Prestressed concrete is a special type of reinforced concrete. Concrete is weak in tension, and tends to crack when subjected to tensile stresses. Prestressing entails applying an initial compressive load to the structure, in order to reduce or eliminate the internal tensile stresses and, consequently, control or eliminate cracking. By acting on the concrete, highly tensioned steel reinforcement (tendons) apply and maintain the initial compressive load.
A prestressed concrete section is significantly stiffer than an equivalent (often cracked) reinforced concrete section because cracking is minimized or eliminated. Additionally, prestressing may impose internal forces that have the opposite sign from the external loads, which may greatly reduce or even completely eliminate deflection.
The development of prestressing technologies utilized in the production of prestressed concrete has evolved throughout time, mostly as a result of research and development by specialized firms involved in the planning and construction of prestressed concrete structures. These companies regularly operate on related projects including lifting huge structures, cable-stayed bridges, suspension bridges, and soil and rock anchors that call for specialized knowledge and unique equipment, materials, and designs. Each company’s website or direct contact with that company will typically provide information on its items.

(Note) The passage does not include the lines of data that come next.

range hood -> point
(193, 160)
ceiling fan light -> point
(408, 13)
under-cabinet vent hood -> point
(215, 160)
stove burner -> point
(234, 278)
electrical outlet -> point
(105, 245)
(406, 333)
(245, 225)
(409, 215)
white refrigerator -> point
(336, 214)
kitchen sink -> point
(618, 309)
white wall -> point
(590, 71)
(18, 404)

The fundamental types of prestressing and the prestressing components are discussed in this article with examples. These include the wire, strand, and bar steel tendons, that are utilized to prestress the concrete.
Types of Prestressing Steel
High-strength steel is typically utilized as tendons in prestressed concrete construction and comes in three basic types which are;
- Cold-drawn stress-relieved round wire;
- Stress-relieved strand; and
- High-strength alloy steel bars.
Cold-drawn stress-relieved round wire
Generally speaking, a wire, strand, or bar (or any distinct set of wires, strands, or bars) that is meant to be pre- or post-tensioned is referred to as a tendon. Wires are round, cold-drawn, solid steel parts having a diameter typically between 2.5 and 12.5 mm. Hot-rolled medium to high-carbon steel rods are pulled through dies to create wires of the desired diameter to create cold-drawn wires. Steel is cold-worked throughout the drawing process, changing its mechanical characteristics and improving its strength.

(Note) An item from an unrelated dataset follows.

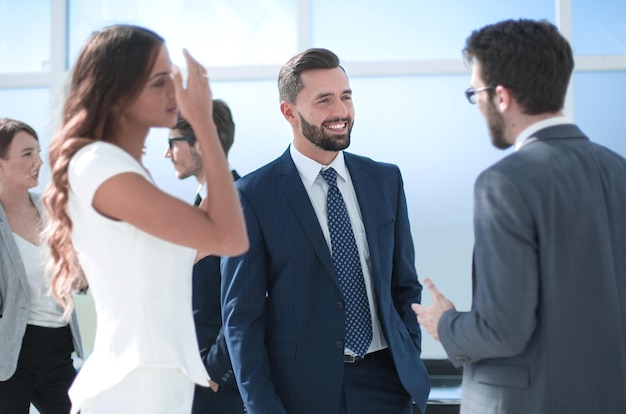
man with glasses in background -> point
(546, 332)
(184, 151)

The wires are then continuously heated and straightened to relieve stress, increase ductility, and create the desired material qualities (such as low-relaxation). For wires, the normal characteristic tensile strength fpk ranges from 1570 to 1860 MPa. To enhance the bonding properties of wires, these techniques may be used.
Although wire diameters differ from country to country, they are typically between 4 and 8 mm. In prestressed concrete construction, the use of wires has decreased recently, with 7-wire strand being favoured in most situations.
Stress-relieved strand
The most popular kind of prestressing steel is stress-relieved strand. There are options for both 7-wire and 19-wire strands. According to Figure 1a, a seven-wire strand is made up of six tightly coiled wires that are centred around a central core wire with a seventh, somewhat larger diameter wire.

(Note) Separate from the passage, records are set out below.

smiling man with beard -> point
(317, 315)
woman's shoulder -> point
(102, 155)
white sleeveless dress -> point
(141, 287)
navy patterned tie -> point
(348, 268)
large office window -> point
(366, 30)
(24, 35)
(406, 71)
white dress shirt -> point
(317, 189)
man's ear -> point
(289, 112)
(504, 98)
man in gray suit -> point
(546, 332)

The six spirally wound wires have a pitch that ranges from 12 to 18 times the normal strand diameter. The seven-wire strands’ nominal diameters range from 7 to 15.2 mm, and their typical characteristic tensile strengths fall between 1760 and 2060 MPa.
Pretensioned and post-tensioned applications both frequently use seven-wire strands. Two layers of 9 wires, or alternately two layers of 6 and 12 wires, are spirally coiled around a core wire to make a 19-wire strand. The spirally wound wires have a pitch that is 12–22 times the nominal strand diameter.
The usual cross-sections are depicted in Figure 1b, and the nominal diameters of 19-wire strands in common usage range from 17 to 22 mm. While 19-wire strand is used in post-tensioned applications, pretensioned applications, where the transfer of prestress depends on the surface area of the strand available for binding to the concrete, are not advised due to 19-wire strand’s comparatively low surface area to volume ratio.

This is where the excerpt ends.